Turnbull’s music was inevitably informed by a number of influences. Though he was greatly taken by Rachmaninov and by Medtner he was also an avowed enthusiast of Delius but greater even than these were his Francophile sympathies, which are predominant in this attractive disc. Turnbull had a talent for the witty and vivacious miniature and an ability to paint in glinting and sometimes wistful colour. The Seven Character Sketches, of which Peter Jacobs gives us four, are characterful and brief; the third in the set pays oblique tribute to John Ireland, the Seventh is a sturdily martial affair. Of the three recorded miniatures (of seven) Sonnet has traces of Rachmaninov but is simplified, chordally at least and has a nourishingly elliptical air about it, whilst Rondoletto, as its name might suggest, is bright and breezy. There are some rather beautiful modulations in Pastoral, a splendidly conceived and sustained five-minute piece. His Pasticcio (on a theme of Mozart) naughtily pays homage to named composers. His Brahms and Schubert especially hit the mark. Pert harmonies keep alive the lyricism embedded in the Sonatina with its driving and quick-witted last movement.

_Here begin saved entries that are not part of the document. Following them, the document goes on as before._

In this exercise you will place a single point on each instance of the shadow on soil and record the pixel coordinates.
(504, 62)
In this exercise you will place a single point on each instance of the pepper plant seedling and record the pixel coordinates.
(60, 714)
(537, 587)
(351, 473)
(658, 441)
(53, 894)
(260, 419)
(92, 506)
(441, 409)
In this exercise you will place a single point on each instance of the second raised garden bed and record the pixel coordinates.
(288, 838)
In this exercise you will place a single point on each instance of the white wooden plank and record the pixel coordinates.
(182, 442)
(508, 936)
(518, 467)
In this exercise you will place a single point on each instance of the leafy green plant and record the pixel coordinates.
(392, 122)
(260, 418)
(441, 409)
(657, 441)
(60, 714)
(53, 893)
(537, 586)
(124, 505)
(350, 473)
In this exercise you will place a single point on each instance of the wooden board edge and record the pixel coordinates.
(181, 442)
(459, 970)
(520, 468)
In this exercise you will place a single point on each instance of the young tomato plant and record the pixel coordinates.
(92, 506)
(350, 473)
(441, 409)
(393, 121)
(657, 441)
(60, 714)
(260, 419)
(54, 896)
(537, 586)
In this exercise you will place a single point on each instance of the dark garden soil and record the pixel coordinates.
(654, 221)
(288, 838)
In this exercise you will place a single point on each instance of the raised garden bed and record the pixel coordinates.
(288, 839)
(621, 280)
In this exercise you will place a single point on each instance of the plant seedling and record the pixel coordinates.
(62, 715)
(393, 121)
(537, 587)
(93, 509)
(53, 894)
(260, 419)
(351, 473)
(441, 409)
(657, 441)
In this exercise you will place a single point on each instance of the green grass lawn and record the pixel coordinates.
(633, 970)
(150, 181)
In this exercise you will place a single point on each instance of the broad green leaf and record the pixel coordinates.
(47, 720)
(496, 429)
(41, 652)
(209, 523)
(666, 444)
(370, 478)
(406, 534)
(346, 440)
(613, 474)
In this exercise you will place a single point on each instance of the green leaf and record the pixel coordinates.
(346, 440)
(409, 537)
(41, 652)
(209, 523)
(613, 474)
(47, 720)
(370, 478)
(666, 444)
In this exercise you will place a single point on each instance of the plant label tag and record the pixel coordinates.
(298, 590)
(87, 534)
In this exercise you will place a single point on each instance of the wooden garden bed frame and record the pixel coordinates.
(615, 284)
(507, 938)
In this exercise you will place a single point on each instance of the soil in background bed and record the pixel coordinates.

The Dances are full of vivacity and feeling; the Valse is particularly impressive in the way it constantly thwarts expectation and seems to blur from its assumed trajectory at every twist and turn. The Minuet is thoughtful and pensive. Turnbull could always turn his hand to Ravelian voicings and was adept at colour and at sound effects – Carolondo, the first of his Winter Pieces has infectious little baroque voicings and delightful bell peals – composed around 1956 these were Turnbull’s adieu to completed works for piano.
Jacobs has just the right weight for Turnbull’s pictorial and disarming miniatures. Time and again he brings out the delicacy, the shade and the puckish wit inherent in them. Notes, by Jeremy Dibble, are up to his accustomed standard. A delightful disc.